Gli lanciai un'occhiata contrariata. Non avevamo forse detto che tutte le decisioni sarebbero state prese insieme? Ed ora mi abbandonava per andarsela a spassare chissà dove, mollando alla sua neo Imperatrice il peso del suo Regno?
«Padre, che significa?», chiese Alexander, dando voce ai miei pensieri. Lo osservai, era piuttosto teso e teneva i pugni stretti.
«Niente discussioni», disse l'uomo, alzandosi e scendendo dall'area più elevata dove si trovavano i tre troni. Passò nello spazio tra i nostri corpi ed uscì come se ci avesse appena annunciato che voleva un cono gelato.
Cominciammo a rincorrerlo, tempestandolo di ragioni per cui non poteva lasciarci da soli a gestire un mondo di Demoni.
«E' impossibile, Victoria non è capace di decidere che vestito mettersi, figuriamoci guidare un esercito!».
«Alexander è troppo immaturo, non ha mai parlato di strategie con te!».
«Victoria è troppo manipolabile!».
«Alexander è troppo preso dalle sue oche che gli girano intorno!».
«Victoria metterebbe se stessa davanti a tutto!».
«Alexander farebbe i suoi bei comodi finché non ci porterà alla rovina!».
«È UNA FEMMINA, DANNAZIONE!», sbraitò alla fine il Principe, facendomi zittire ed arrestando la camminata tranquilla di Wladimir. Ne avevamo dette di tutti i colori l'uno all'indirizzo dell'altro, ma quest'ultima affermazione mi ferì. Mi ero dimenticata quanto potesse essere misogina questa società, visto che Wladimir non si era mai comportato come un superiore dal nostro matrimonio.

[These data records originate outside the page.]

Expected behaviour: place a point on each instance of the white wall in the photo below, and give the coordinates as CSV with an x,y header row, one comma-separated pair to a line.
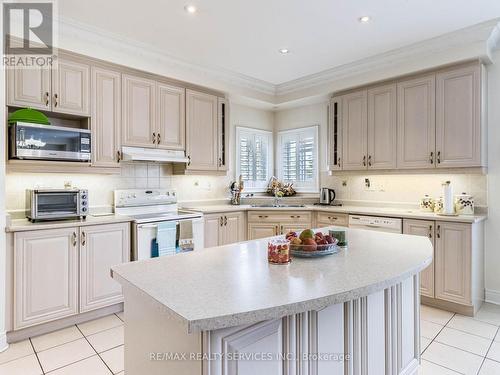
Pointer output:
x,y
143,175
492,256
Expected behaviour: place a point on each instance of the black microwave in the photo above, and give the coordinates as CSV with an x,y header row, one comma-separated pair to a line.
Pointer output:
x,y
47,142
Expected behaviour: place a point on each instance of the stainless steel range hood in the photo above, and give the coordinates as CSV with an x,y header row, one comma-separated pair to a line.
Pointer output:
x,y
152,154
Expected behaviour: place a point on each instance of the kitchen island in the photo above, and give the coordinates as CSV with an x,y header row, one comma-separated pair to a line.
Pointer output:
x,y
226,310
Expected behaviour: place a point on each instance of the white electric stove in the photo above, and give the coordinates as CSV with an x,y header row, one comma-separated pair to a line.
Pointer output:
x,y
152,207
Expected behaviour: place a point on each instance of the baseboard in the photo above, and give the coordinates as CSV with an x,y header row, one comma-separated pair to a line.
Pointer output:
x,y
3,342
492,296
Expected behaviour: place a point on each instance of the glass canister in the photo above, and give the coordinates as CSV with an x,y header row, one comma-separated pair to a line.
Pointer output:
x,y
278,251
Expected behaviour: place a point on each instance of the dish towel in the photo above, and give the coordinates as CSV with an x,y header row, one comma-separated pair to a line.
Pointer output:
x,y
165,237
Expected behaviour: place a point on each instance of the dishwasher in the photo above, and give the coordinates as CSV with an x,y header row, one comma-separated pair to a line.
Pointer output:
x,y
381,224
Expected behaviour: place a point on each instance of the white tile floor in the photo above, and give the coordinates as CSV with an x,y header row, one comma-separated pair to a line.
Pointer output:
x,y
451,344
95,347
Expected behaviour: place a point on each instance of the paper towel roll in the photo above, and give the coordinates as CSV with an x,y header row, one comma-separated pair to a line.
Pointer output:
x,y
448,206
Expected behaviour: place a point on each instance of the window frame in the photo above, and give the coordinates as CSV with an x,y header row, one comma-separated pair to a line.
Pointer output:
x,y
270,156
298,186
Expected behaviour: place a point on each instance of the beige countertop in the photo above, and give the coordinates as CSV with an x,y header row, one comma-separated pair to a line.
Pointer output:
x,y
408,213
19,225
232,285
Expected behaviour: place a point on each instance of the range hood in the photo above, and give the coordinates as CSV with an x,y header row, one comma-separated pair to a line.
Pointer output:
x,y
153,154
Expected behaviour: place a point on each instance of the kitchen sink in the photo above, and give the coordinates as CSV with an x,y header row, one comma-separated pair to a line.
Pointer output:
x,y
278,205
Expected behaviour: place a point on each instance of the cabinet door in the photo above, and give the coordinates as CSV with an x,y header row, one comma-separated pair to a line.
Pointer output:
x,y
201,131
223,134
212,227
138,112
354,130
423,228
453,262
71,88
106,117
382,127
257,231
458,117
45,276
101,247
233,228
335,134
29,88
417,123
170,117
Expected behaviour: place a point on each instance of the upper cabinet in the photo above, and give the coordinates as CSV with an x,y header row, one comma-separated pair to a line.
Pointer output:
x,y
382,127
458,118
416,123
106,117
435,120
354,130
63,89
206,128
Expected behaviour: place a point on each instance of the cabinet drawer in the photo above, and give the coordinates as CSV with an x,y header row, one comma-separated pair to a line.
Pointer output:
x,y
280,216
332,218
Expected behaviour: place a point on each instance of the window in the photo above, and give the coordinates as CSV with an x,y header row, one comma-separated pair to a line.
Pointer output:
x,y
298,158
254,150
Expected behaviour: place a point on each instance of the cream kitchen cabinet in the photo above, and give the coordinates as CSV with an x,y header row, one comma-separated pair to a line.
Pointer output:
x,y
417,122
45,276
459,116
62,272
423,228
382,140
354,130
106,117
102,246
263,224
328,219
138,111
224,228
65,88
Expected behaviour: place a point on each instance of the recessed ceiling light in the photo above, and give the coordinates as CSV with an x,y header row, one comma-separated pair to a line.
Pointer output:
x,y
190,9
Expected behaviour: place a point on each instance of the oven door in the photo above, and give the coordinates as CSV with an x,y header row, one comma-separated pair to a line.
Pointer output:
x,y
55,205
188,237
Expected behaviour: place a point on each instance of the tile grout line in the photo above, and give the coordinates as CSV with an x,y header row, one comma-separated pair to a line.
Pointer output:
x,y
36,355
103,361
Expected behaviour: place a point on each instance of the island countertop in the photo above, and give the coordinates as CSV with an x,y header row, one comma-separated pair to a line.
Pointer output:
x,y
233,285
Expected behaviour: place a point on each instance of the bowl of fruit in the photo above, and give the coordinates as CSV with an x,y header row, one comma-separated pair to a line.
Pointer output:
x,y
309,244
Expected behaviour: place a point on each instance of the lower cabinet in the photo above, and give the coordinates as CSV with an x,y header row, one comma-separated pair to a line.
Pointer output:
x,y
101,247
63,272
224,228
423,228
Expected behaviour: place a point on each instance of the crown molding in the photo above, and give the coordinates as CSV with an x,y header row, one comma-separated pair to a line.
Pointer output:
x,y
469,36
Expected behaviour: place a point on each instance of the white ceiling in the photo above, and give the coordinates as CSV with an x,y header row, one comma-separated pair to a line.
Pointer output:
x,y
244,36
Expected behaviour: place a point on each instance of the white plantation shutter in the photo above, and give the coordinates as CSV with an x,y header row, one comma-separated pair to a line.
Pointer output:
x,y
254,157
298,158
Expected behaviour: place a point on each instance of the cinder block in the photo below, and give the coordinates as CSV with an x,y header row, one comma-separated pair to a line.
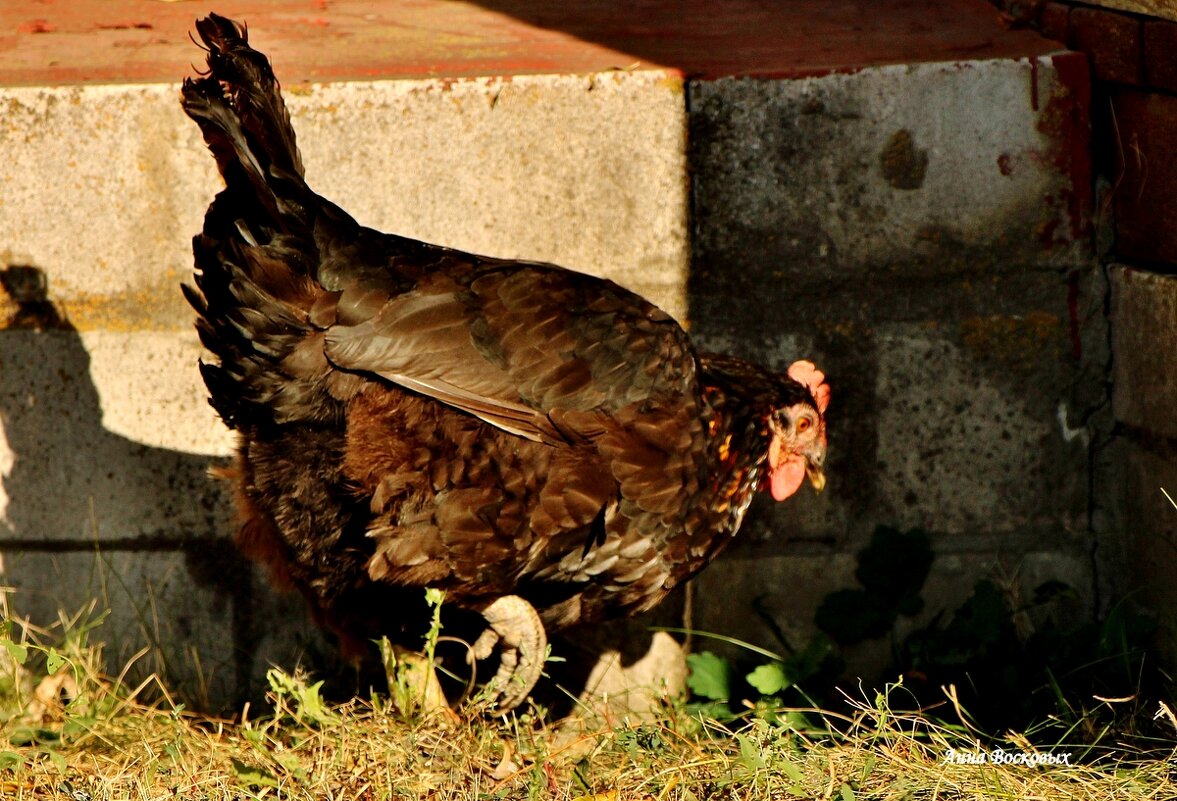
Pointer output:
x,y
923,169
1148,531
1159,45
98,447
1144,332
1145,217
969,436
769,598
1112,40
104,186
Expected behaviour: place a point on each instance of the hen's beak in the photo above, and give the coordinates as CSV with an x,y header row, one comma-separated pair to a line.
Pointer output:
x,y
816,475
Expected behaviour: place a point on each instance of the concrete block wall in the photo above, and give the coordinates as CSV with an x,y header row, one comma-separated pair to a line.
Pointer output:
x,y
106,436
922,232
918,226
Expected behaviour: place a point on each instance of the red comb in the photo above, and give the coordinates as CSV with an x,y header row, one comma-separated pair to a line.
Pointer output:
x,y
806,373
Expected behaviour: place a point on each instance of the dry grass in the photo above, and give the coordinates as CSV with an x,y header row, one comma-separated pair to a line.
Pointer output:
x,y
70,733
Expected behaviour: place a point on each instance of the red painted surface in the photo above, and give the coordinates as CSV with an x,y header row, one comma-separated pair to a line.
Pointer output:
x,y
1111,40
86,41
1066,124
1054,19
1146,180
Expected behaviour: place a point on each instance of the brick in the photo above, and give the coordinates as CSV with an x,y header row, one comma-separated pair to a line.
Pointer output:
x,y
1144,328
1112,41
1145,181
1145,532
1159,46
1054,19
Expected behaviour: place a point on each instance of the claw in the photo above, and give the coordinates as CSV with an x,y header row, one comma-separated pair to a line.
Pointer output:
x,y
518,632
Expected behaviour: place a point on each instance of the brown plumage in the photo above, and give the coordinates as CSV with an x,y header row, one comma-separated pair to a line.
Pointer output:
x,y
414,416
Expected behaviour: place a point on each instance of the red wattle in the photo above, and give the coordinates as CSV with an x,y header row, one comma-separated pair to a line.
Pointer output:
x,y
785,478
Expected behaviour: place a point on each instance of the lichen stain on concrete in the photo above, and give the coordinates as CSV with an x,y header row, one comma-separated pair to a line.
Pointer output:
x,y
158,306
1018,344
904,166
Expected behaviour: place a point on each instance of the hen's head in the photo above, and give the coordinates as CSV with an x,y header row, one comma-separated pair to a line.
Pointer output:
x,y
798,435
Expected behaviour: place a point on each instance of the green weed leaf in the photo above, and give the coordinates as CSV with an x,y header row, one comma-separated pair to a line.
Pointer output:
x,y
18,652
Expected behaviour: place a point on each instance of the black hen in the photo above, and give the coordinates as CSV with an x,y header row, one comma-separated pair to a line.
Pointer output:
x,y
544,446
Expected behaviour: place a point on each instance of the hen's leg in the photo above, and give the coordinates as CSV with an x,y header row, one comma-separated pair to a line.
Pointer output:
x,y
516,628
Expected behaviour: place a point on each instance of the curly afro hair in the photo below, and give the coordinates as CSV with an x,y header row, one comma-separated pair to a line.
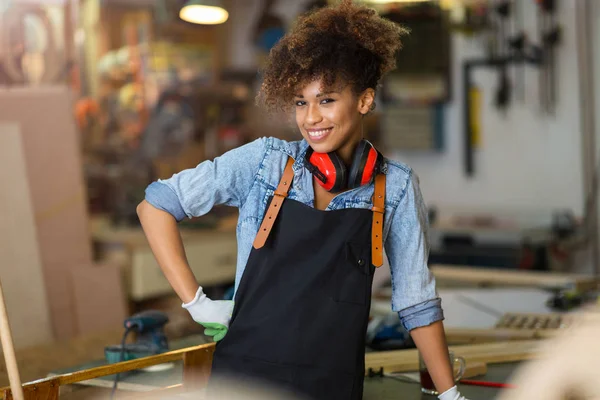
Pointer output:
x,y
345,43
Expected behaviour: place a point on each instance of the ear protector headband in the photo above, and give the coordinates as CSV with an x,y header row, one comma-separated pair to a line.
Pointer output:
x,y
333,175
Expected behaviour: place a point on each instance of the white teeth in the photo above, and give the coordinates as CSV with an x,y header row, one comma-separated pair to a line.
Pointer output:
x,y
318,133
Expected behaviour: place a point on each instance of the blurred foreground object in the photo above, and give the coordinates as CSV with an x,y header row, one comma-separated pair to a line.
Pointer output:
x,y
567,367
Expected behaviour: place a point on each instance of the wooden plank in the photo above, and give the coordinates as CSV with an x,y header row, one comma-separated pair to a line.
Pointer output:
x,y
197,365
474,369
162,393
498,277
54,174
490,353
111,369
535,321
47,390
20,259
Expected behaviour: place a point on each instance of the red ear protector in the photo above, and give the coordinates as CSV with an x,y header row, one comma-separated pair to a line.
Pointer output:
x,y
334,176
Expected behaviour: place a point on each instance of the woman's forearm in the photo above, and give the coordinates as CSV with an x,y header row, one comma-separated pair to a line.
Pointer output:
x,y
165,241
431,342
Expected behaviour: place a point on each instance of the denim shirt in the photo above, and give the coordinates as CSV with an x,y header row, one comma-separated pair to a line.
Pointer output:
x,y
247,176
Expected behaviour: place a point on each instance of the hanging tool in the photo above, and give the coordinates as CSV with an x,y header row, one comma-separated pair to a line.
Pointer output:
x,y
503,92
517,44
9,351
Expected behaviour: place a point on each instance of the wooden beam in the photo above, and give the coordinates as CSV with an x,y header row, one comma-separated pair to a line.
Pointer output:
x,y
489,353
499,277
46,390
125,366
197,365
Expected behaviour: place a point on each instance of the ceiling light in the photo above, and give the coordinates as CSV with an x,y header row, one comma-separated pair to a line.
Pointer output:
x,y
205,12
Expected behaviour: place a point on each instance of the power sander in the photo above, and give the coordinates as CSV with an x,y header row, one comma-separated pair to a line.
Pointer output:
x,y
150,338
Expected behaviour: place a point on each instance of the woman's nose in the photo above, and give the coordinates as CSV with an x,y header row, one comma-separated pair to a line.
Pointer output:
x,y
313,116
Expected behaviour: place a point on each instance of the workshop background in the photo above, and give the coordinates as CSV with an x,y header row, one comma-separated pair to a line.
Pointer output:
x,y
493,105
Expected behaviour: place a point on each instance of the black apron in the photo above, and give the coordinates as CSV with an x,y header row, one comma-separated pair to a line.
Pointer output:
x,y
302,306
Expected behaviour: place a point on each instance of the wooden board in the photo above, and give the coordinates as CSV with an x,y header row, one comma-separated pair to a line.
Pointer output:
x,y
54,174
489,353
20,261
535,322
498,277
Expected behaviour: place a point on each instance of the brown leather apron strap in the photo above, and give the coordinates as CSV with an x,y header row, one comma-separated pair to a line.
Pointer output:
x,y
378,212
273,211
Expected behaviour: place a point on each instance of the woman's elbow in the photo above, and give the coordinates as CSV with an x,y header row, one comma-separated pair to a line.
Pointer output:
x,y
142,208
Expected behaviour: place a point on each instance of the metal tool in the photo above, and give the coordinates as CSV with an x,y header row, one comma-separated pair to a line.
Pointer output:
x,y
9,351
150,339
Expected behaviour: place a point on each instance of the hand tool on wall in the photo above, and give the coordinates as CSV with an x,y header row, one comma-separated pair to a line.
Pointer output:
x,y
503,93
549,34
517,44
9,351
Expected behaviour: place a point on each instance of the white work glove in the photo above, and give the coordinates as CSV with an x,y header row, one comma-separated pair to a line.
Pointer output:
x,y
213,315
452,394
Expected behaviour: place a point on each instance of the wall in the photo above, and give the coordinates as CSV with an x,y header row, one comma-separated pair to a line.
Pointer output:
x,y
528,161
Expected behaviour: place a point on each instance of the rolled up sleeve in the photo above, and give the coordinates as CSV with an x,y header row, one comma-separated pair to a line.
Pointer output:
x,y
225,180
421,314
164,198
414,294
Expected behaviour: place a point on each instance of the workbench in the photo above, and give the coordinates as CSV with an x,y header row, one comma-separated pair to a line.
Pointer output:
x,y
211,253
376,388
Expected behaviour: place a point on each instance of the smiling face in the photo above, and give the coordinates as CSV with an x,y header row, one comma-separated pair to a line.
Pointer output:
x,y
330,119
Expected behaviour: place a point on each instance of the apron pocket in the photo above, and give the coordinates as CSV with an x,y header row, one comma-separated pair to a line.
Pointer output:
x,y
353,275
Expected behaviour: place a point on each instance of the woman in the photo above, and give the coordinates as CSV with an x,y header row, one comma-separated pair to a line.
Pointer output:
x,y
315,216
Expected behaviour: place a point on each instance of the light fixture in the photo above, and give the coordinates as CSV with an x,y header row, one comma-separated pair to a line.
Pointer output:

L'Imperatore mi lanciò un'occhiata curiosa, per vedere perché non avessi risposto per i toni al figlio. Mi morsi l'interno della guancia e spostai lo sguardo verso il pavimento. Non volevo mostrargli ciò che i miei occhi avrebbero rivelato, e poi era una questione di principio: lui non mi aveva messo al corrente dei suoi piani!
Ci indicò con un gesto della mano. «Vedete? Siete già d'accordo su una cosa. È un buon inizio».
Dio, quanto era testardo! Senza aggiungere altro, mi voltai e mi avviai verso la mia stanza. Chiusi la porta a chiave e mi congratulai con me stessa: avevo permesso alle lacrime di uscire solo quando il mio volto non era visibile a nessuno dei due.